Well, yeah, my abdominal pain was random, they said. The doctor told me that, for every ten patients that come in with abdominal pain, nine leave with it. It can just kinda happen, I guess. Well, what about my balls? Just an infection—epididymitis. It can be caused by groin injuries (which may have happened during my intense Ring Fit Adventure workout—but really; I pushed myself) or it can be caused by urine going back down the urethra (yuck) or an STI. Given that my groin was still in a lot of pain, I figured it was due to a groin injury. So, I was prescribed antibiotics and painkillers. My aching balls got worse, but then they got much better, and I think I’m pretty good—though, the discomfort can last for weeks to months after the infection clears, which sucks.

But I wasn’t done. That wasn’t enough of a curveball. A week ago, while I was still recovering from the infection, I managed to injure myself. I was grumpy. I wanted some coffee. I went to boil some water. I stuck the thermometer in the boiling water. I wiped the thermometer on my shirt. Only to realize that the thermometer wasn’t clean—it had some taco sauce juice on it. I was beyond grumpy. But I decided to be productive about my grumpiness, and I gathered some other laundry so I could throw my shirt in (after spraying it with some anti-stain stuff). Now, picture in your mind’s eye a grumpy man with a testicular infection whose new favorite shirt just got dirty. Now, he’s pushing laundry down into the top-loading washing machine. Now, listen. His elbow just popped. Did you hear that?

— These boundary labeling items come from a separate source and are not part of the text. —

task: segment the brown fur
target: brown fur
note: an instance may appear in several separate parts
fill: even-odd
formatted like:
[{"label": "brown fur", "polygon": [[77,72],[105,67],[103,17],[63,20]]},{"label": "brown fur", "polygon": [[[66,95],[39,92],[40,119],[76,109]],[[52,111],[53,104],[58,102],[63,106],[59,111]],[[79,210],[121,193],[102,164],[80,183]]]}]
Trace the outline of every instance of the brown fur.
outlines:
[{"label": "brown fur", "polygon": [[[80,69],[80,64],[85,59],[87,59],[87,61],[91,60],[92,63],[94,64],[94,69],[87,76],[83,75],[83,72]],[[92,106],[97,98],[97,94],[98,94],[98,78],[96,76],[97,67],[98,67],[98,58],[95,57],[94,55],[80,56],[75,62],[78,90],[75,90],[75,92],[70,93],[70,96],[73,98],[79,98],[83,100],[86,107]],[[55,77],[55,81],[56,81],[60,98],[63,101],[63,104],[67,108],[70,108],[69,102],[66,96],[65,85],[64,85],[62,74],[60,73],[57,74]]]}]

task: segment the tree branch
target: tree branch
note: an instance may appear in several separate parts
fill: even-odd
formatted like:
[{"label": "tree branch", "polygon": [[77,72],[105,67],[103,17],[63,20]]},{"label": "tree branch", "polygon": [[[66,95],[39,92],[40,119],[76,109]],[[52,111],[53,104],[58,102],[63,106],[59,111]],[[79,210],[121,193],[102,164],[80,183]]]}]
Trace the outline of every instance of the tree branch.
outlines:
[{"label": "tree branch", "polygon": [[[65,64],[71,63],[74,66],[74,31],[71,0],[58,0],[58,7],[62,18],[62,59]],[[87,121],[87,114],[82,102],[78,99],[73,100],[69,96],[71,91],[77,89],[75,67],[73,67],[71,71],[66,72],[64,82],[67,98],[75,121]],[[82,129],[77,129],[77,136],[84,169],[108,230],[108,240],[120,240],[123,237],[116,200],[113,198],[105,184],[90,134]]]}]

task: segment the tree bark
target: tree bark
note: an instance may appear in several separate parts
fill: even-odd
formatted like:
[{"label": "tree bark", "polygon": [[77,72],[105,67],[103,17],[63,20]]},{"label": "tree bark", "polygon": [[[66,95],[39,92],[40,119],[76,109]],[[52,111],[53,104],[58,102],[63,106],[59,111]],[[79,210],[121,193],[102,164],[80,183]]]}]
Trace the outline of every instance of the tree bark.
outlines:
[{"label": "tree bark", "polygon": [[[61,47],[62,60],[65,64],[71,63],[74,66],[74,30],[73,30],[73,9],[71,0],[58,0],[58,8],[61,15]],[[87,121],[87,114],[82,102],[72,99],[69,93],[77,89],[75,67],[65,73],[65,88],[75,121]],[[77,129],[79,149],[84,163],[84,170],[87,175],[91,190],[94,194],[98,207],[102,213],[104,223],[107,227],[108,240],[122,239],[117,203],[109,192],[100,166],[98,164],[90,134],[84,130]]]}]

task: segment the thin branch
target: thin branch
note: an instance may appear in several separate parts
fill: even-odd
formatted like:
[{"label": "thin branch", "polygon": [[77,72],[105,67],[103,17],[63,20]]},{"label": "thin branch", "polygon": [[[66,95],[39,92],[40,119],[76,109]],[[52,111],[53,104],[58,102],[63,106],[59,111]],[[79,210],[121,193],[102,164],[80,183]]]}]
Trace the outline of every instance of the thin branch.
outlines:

I sure did. Then, slowly, I felt it. To be fair, the pop was most likely just a normal joint pop, but the following pain wasn’t normal. Straightening or bending my arm hurt. And it hurt more. And it hurt even more. So, I held my arm bent and still. Later, I tried to extend my arm again, slowly, to see if the pain had gone away. Oh, I got my arm about 90% straight before white-hot shooting pain manifested in my elbow. That was a bit worrying. The next day, it was back to urgent care; though, I went to a different urgent care that time. The good news was that my x-rays came back clean, so it wasn’t a problem with bones or the joint itself. I got a sling to keep it from moving in my sleep, and I was told to RICE. No problem. It wasn’t really feeling better. It was kind of feeling worse—my arm just felt more sore all around. Of course, I didn’t keep my arm in the sling all the time. I knew it would be good to give the joint some use as long as I didn’t enter the pain zone. At one point, I was massaging my triceps and— Ow! That pain in my elbow was there! It wasn’t nearly as bad, but it still sucked.

Well, today, I had a follow-up orthopedic appointment. The doctor diagnosed me with a severe sprain (but no tearing, I’m glad to say!) of my triceps and forearm muscles. I have to ween off of my sling, start using a compression brace for my elbow, then ween off of that, and I should hopefully be right as rain in two to three weeks.

Oh, and my comfy chair in the living room broke. Just so life could get another laugh, but, hey, that’s just victimization. Though, I did come up with a neat little metaphor for why I could handle the infection rather well, but, after my arm injury, I fell into another depressive episode. It’s like life throws a bowling ball at us. And we just manage to catch it. Then it throws another one. We’re already holding one bowling ball, so we can’t catch another, so it hits us. That hurts. It hurts so much that we drop the bowling ball we’re holding. Onto our toes. Which also hurts.

And then our comfy chair breaks.

Now, rationally, I think I got off easy. Two possible surgeries avoided. Nothing life-threatening. My world wasn’t ending. Though, my depression definitely told me that it was. I’m feeling much better now; though, now I have to figure out financial aid and insurance stuff, which isn’t fun, but I’ll manage.